Vuelta de Lago Atitlan, Guatemala, 3rd December 2006
The following is written mainly for a cycling audience but may also be of passing interest to others hence this wider circulation.
It is difficult to describe the event that took place yesterday by reference to the run of those usually organized in the UK. It was a truly memorable and enjoyable experience. If you ever manage to get to this part of the world in December I can heartily recommend it.
Lago de Atitlan is a large lake, possibly 10 x 5 miles set high among 3 volcanoes. It is an area of stunning natural beauty and has many steep roads and paths, with some technical tracks to test every level of rider depending on ability and fitness.
The day started early, at 6.am, but slowly, with about 150 cyclists gathering on La Playa de Panajachel to wait for a boat to take them Tsununa where the ride began. This process took about 2 hours with registration, the handing out of T shirts and numbers and embarking, bikes and all, onto a large cruiser type boat. Mike, my American friend from Crossroads café, whose South African wife, Adel was also participating brought coffee and set off fireworks as we left.

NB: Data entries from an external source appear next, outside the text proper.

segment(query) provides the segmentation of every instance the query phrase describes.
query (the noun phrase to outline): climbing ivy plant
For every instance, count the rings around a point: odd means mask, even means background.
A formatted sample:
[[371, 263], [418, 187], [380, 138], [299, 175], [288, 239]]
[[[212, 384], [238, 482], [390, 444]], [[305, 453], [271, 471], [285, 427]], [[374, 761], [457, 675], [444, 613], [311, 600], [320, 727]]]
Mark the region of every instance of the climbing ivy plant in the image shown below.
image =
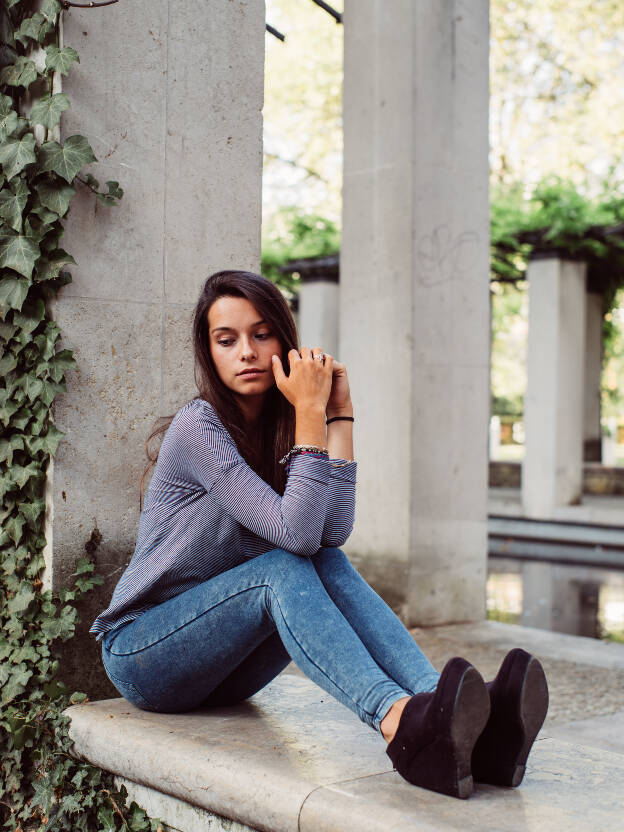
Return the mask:
[[0, 823], [142, 832], [158, 821], [70, 755], [62, 714], [86, 696], [70, 695], [54, 645], [72, 638], [74, 603], [101, 579], [84, 557], [71, 589], [43, 584], [46, 471], [64, 436], [51, 405], [77, 366], [47, 308], [71, 281], [62, 221], [77, 187], [107, 205], [123, 195], [79, 176], [97, 161], [84, 136], [60, 140], [70, 101], [58, 82], [79, 61], [59, 43], [60, 14], [58, 0], [0, 0]]

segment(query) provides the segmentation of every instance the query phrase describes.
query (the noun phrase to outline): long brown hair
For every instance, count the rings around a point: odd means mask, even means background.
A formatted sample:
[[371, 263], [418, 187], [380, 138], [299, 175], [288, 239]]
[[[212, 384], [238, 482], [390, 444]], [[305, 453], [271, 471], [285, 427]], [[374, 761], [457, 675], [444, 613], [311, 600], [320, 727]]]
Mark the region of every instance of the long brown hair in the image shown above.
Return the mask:
[[[193, 353], [195, 384], [199, 397], [209, 402], [236, 443], [248, 465], [279, 494], [284, 493], [286, 474], [278, 460], [292, 447], [295, 437], [295, 412], [292, 405], [276, 386], [267, 391], [260, 418], [260, 434], [249, 436], [245, 422], [232, 391], [221, 381], [210, 353], [208, 311], [220, 297], [246, 298], [266, 321], [282, 345], [282, 366], [288, 373], [288, 351], [298, 349], [297, 329], [288, 304], [274, 283], [254, 272], [226, 270], [215, 272], [202, 287], [193, 316]], [[192, 399], [191, 399], [192, 401]], [[158, 450], [150, 450], [150, 442], [164, 434], [175, 413], [162, 417], [145, 442], [149, 463], [139, 485], [139, 506], [143, 508], [143, 480], [156, 464]]]

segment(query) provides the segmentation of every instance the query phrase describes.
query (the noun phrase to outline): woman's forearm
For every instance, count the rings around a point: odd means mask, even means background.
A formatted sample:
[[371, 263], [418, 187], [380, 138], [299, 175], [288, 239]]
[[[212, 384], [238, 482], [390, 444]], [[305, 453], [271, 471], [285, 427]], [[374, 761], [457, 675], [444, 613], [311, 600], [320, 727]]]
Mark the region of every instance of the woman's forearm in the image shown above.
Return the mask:
[[[351, 416], [353, 410], [343, 415]], [[330, 459], [353, 459], [353, 422], [340, 419], [327, 425], [327, 450]]]

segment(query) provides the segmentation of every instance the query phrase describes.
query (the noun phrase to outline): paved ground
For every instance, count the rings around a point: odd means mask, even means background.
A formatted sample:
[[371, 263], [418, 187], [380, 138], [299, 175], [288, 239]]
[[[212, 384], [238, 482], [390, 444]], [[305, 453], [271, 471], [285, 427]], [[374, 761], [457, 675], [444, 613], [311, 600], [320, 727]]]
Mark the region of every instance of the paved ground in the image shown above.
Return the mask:
[[[497, 634], [495, 643], [486, 640], [488, 630]], [[593, 639], [499, 622], [410, 632], [438, 670], [452, 656], [464, 656], [486, 680], [496, 675], [509, 649], [525, 646], [540, 658], [548, 679], [550, 705], [543, 733], [624, 754], [624, 645], [596, 640], [594, 646]], [[613, 657], [605, 662], [609, 648]], [[554, 657], [558, 655], [565, 658]], [[292, 663], [284, 672], [303, 676]]]
[[[507, 652], [506, 647], [467, 643], [461, 630], [452, 635], [436, 628], [411, 632], [438, 670], [452, 656], [464, 656], [489, 680]], [[522, 647], [520, 635], [514, 646]], [[545, 727], [624, 711], [624, 667], [613, 670], [544, 656], [540, 659], [550, 692]]]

The group of cyclists was varied with mostly Guatamaltecos, some obviously members of cycle clubs or groups, but most of whom were local enthusiasts. There was a small contingent of ‘Gringos’ and only 4 females. Bikes ranged from the fairly up to date and expensive, to old and shoddy, many with gears not working or bald tyres.
The event was directed by a larger than life character who announced instructions by microphone and followed the ride in a van and complete with loudspeakers playing Salsa and Latin Rap. After initial photos of the assembled group we eventually set off for the first leg. It is important to stress that this event was organized as a ride rather than a race, but that said, competition prevailed at the front of the group. There were 4 distinct legs to the ride with breakfast, lunch and dinner provided and a further transfer by boat for the final leg which took us back into Panajachel.
The firs leg set off up a steep and rocky incline that divided the group, with the mass of people, including myself, caused to walk the first 100 metres. This was mainly due the jam of bikes along a very narrow track. Thereafter, the group sorted itself out and made its way to St Pedro, a somewhat hippy infested village at the foot of the volcano of the same name. Here we had breakfast of a meat sandwhich, banana and orange and awaited the rest of group coming back together before we set off for the next, and most testing leg of the ride.
We then climbed to a height of 2138 metres, firstly on a newly made road, then unmade and then a track and again waited at the top among trees and fields of dried out maize for others to arrive. The following section down to Santiago Atitlan was a fast and furious ride with alternating rocky piste and rough track with sections of fine dust such that it was difficult to see the trail ahead. I managed to stay on the bike but lost my chain a couple of times. I really enjoyed some quite thrilling straights and bends overlooking the lake and the village below.
The next and penultimate section was more like the rolling Surrey hills that I know and love, so I decided it was time to put in an effort on the 14Km route from Satiago Atitlan to San Lucas Toliman where we were to meet the boat for the final transfer. I managed to work my way to the front of the group, and in the last 3 Km could see a rider ahead, as it turned out the leader, but none behind. My advantage was going fast on the flat sections but my disadvantage was facing some 16% climbs. I saw him get off at the next hill but as I also hit the wall ahead I heard riders behind. The result was that 5 of us came into the lagoon together. Technically I was 4th but I’m not counting!
After a long wait and some ice cream from one of the vendors we eventually departed, with many of the riders laying exhausted on the deck and, yet again, the prospect of loading and unloading 150 bikes. Still it was a pleasant journey in the afternoon sunshine of about 22 degrees and breezy, with clear views of all three Volcanoes receding as we departed.
I already knew the final section from San Antonio through Santa Catarina and back to Panajachel. Given a very steep ascent from the final village I decided to pace myself for the ultimate part. On reaching Panajachel we assembled again for a cavalcade into the town greeted by applause and firecrackers. Our dinner was roast Chicken BBQ and fruit juice and we were welcomed by a most beautiful sunset.
As you gather see this was something of a unique experience and excellent value for money for the 100 Quetzales which is only about 7.50 in English pounds.